# Holiday tips wanted



## Tanager (Mar 14, 2009)

Hi,

We're going on holiday in Spain at the end of September. We are organizing a road trip in Andalucia. 

Around Málaga we'd like to visit Granada, Marbella, Mijas, Nerja.
We also want to explore Almería's surroundings, we've just read a great article about this area in the Lonely Planet magazine.

Our trip starts in Alicante. lane:
*What places would you recommend to visit between Alicante and Almería on the Costa Cálida?*

Or would you recommend any other places to see in Andalucia?

Any tips would be appreciated!
There are so many expert expats here


----------



## jojo (Sep 20, 2007)

Tanager said:


> Hi,
> 
> We're going on holiday in Spain at the end of September. We are organizing a road trip in Andalucia.
> 
> ...



Depends on what you´re into!??? 

Alhambra in Granada is of historical interest. One of my favourite places are the lakes at El Chorros where they filmed the film "Von Ryans Express", and is beautiful as well as steeped in history, nice freshwater beaches, clear blue lakes, not too touristy, in fact parts of it are desserted.... Then you have Plaza Mayor in Malaga, for restaurants, entertainment, shopping, very commercial, but its nice there and not particularly geared at the Brits, more for the Spanish.....



Jo xx


----------



## SteveHall (Oct 17, 2008)

I am surprised that you are excited about Almería-it is the one place in Spain that absolutely does not "do it" for me. I have done the trip from Alicante to Málaga literally dozens and dozens of times and even with the new motorway I think I have only gone via Almería 4/5 times. 

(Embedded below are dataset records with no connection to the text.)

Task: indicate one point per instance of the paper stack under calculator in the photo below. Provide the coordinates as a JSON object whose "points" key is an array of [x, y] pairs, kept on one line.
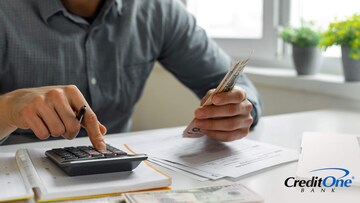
{"points": [[206, 159]]}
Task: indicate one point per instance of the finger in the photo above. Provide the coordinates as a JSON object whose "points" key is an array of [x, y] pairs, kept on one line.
{"points": [[93, 129], [232, 97], [227, 110], [67, 116], [90, 121], [224, 124], [51, 120], [203, 100], [103, 129], [36, 124], [227, 136]]}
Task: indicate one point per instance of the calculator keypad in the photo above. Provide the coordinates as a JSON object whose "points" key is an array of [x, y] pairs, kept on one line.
{"points": [[87, 152]]}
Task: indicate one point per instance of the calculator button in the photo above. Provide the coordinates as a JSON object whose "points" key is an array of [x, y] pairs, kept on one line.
{"points": [[115, 150], [90, 151]]}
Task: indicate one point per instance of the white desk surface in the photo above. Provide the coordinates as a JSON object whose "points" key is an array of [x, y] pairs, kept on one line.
{"points": [[283, 130]]}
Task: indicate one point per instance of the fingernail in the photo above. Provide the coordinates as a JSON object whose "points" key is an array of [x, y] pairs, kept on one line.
{"points": [[199, 113], [101, 145], [198, 123], [216, 100]]}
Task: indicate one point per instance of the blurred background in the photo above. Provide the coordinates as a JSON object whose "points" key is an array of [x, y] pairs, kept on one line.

The only place I would say is a "must" is Cartagena - thousands of years of history, lovingly restored. If you like golf and have deep pockets perhaps a round or two at La Manga.

I'd go Alicante - Murcia - Guadix- Granada- Málaga. Just a personal view and others will differ but I think all these cities are worth visiting. 

Once in Andalucia you have so many choices depending on what you want but the usual "musts" would include Nerja, Málaga City, El Chorro, Ronda, Marbella/Puerto Banús, Córdoba, Seville, Granada but it will depend on what YOU want. You may want to tour all the football grounds (wise choice!), discos, best beaches or department stores. If you let us know what you are looking for I am sure we can advise more.


----------



## Tanager (Mar 14, 2009)

Thank you for your tips. Jo and Steve!

We like good beaches, historical places, hidden gems that only local knows, NOT very touristy places.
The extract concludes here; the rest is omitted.